LOL wait what is the guy with the mouse on his "member" LMAO


----------



## propmistress (Oct 22, 2009)

I love it.... it was worth all the hard work!


----------



## printersdevil (Sep 7, 2009)

Great theme and photos. The costumes were perfect.


----------



## Piggles (Sep 2, 2010)

Thanks guys!


----------



## MsMeeple (Aug 21, 2004)

Nicely done! Loved the bloody rabbit lol Ewwww @ the cooked roaches!


----------



## Piggles (Sep 2, 2010)

MsMeeple said:


> Nicely done! Loved the bloody rabbit lol Ewwww @ the cooked roaches!


He he, thank you! My sis (the malice in wonderland with the dark hair and pigtails) made all her costume from scratch and did the same for the White rabbit! it had a little top on as well, was so cute! Lol

The roaches were dates stuffed with Stilton and walnuts 


----------



## Giles (Sep 6, 2009)

Looks like a great party! Thanks for sharing the pics. Costumes and decor are amazing!


----------



## MsMeeple (Aug 21, 2004)

Piggles said:


> He he, thank you! My sis (the malice in wonderland with the dark hair and pigtails) made all her costume from scratch and did the same for the White rabbit! it had a little top on as well, was so cute! Lol
> 
> The roaches were dates stuffed with Stilton and walnuts 


that's your sister? I wouldn't piss her off....she looks positively evil with that knife in hand lol


----------



## rockplayson (Jun 7, 2008)

Your party looks awesome.


----------



## Trinity1 (Sep 5, 2009)

You did a fantastic job! Everything looks great. Thanks for sharing the pics!


----------



## Piggles (Sep 2, 2010)

MsMeeple said:


> that's your sister? I wouldn't piss her off....she looks positively evil with that knife in hand lol


I know! lol. She pulled it off a little too well for my liking  .
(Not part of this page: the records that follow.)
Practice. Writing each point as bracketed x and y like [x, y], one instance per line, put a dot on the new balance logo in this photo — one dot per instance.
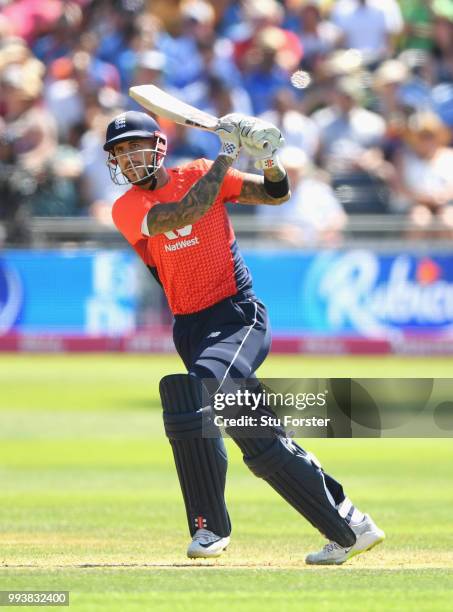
[120, 122]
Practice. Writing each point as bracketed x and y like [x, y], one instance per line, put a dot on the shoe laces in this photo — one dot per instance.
[204, 535]
[331, 546]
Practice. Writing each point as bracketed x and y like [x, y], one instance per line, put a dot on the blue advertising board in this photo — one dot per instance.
[73, 292]
[355, 292]
[326, 293]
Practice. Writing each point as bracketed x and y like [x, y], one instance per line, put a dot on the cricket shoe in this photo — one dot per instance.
[368, 535]
[206, 544]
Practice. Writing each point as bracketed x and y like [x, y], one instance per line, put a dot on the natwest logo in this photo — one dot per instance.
[181, 244]
[181, 232]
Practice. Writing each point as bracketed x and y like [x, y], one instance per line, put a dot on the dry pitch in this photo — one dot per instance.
[90, 502]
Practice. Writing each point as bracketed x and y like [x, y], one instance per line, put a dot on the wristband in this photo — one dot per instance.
[277, 189]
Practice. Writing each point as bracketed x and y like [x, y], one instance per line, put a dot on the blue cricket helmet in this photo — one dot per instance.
[131, 124]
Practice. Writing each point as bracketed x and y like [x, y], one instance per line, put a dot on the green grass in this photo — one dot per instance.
[89, 500]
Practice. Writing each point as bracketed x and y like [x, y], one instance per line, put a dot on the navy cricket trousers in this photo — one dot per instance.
[228, 340]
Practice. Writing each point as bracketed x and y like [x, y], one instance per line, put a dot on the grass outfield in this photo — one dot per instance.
[90, 501]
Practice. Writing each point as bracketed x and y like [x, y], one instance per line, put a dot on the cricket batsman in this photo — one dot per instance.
[177, 222]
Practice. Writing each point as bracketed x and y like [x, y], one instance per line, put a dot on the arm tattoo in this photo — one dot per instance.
[197, 201]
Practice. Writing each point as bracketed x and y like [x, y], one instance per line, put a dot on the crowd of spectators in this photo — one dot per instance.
[367, 118]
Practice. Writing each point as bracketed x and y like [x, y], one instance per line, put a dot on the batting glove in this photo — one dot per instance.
[260, 140]
[228, 132]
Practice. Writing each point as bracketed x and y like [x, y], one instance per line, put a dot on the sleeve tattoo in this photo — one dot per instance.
[198, 200]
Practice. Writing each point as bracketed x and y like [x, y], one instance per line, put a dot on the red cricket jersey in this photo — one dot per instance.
[197, 265]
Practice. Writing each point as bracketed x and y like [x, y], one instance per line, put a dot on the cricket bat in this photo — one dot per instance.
[165, 105]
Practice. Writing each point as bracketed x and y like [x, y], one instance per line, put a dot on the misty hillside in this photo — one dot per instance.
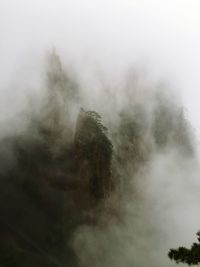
[71, 169]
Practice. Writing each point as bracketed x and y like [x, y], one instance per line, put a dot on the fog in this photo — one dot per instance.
[110, 47]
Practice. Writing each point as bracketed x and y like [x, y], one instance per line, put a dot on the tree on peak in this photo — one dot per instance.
[94, 151]
[189, 256]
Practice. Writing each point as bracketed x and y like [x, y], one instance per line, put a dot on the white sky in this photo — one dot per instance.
[163, 34]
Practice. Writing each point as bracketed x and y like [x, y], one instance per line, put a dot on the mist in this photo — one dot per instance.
[134, 63]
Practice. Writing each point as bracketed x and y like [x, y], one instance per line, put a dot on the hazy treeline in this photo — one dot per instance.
[75, 186]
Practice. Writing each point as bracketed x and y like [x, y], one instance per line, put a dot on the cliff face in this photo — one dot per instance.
[93, 152]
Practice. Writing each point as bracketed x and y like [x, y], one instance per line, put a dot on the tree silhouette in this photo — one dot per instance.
[189, 256]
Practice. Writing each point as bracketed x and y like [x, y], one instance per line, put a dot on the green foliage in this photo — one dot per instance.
[189, 256]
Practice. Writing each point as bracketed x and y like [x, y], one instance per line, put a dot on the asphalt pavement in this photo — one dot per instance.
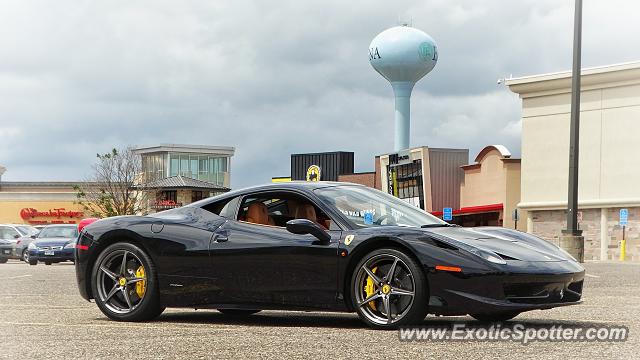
[43, 316]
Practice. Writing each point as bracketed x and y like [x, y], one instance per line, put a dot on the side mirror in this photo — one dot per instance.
[305, 226]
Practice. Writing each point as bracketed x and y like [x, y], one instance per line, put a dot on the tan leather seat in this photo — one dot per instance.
[258, 214]
[306, 211]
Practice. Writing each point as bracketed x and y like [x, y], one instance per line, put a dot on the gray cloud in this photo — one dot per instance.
[77, 78]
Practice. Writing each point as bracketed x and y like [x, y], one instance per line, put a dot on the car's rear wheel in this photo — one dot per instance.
[496, 317]
[125, 285]
[238, 312]
[389, 289]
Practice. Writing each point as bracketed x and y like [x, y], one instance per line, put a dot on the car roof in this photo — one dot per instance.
[62, 225]
[289, 185]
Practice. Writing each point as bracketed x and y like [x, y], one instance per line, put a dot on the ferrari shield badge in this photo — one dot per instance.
[348, 239]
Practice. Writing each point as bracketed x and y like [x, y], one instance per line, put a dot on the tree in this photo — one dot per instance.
[110, 191]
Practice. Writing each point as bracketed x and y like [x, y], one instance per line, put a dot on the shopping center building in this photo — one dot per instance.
[39, 203]
[175, 175]
[609, 170]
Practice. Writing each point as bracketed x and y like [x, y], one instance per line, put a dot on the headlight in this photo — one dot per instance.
[488, 255]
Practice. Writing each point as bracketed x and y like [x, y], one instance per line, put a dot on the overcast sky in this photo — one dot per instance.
[272, 78]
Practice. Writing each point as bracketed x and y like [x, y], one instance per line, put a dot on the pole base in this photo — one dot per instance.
[574, 245]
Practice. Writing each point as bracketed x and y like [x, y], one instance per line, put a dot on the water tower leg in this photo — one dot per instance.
[402, 92]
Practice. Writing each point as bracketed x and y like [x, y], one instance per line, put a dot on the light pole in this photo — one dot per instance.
[572, 239]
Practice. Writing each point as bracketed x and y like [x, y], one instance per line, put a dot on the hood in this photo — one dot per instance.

thanks guys for all your compliments - it was indeed a fun party but I didn't get drunk for some reason  so I got tired way too early! Next year (if I do it all again) I think I will not go as far on the decs and def not buy anymore or hubby WILL kill me, haha.


----------



## HallowSusieBoo (Aug 11, 2009)

Piggles said:


> He he, thank you! My sis (the malice in wonderland with the dark hair and pigtails) made all her costume from scratch and did the same for the White rabbit! it had a little top on as well, was so cute! Lol
> 
> The roaches were dates stuffed with Stilton and walnuts 



*HALLOW AND YEP! Def doing the roaches for next year! Great pics and theme. Looks like your group had a blast!
*


----------



## The Halloween Lady (Jul 17, 2010)

*theme*

Nice pics. It looks like a fun time for all! I have ben toying with an Alice theme for 2011. My sister in law (an ex Disney designer) just did Wonderland this past year in LA. But she did it true to Disney...nice,cute, pretty. y So that got my twisted juices pumping and thought it would be fun to razz her a bit and do the same theme. Exept do it my style...terrifying!  But I like your idea of doing multiple fairy tales!


----------



## Frankenfrog (Oct 19, 2010)

Looks like a killer party.  Love the roaches.


----------



## Junit (Sep 1, 2008)

Nice pics, looks like your party was a lot of fun!!


----------



## NOWHINING (Jul 25, 2009)

that is really neat. I enjoyed the pictures.


----------



## katshead42 (Aug 5, 2010)

Those pics are great but I have a HUGE phobia of cockroaches so although the figs sound awesome I wouldn't have been able to eat one.


----------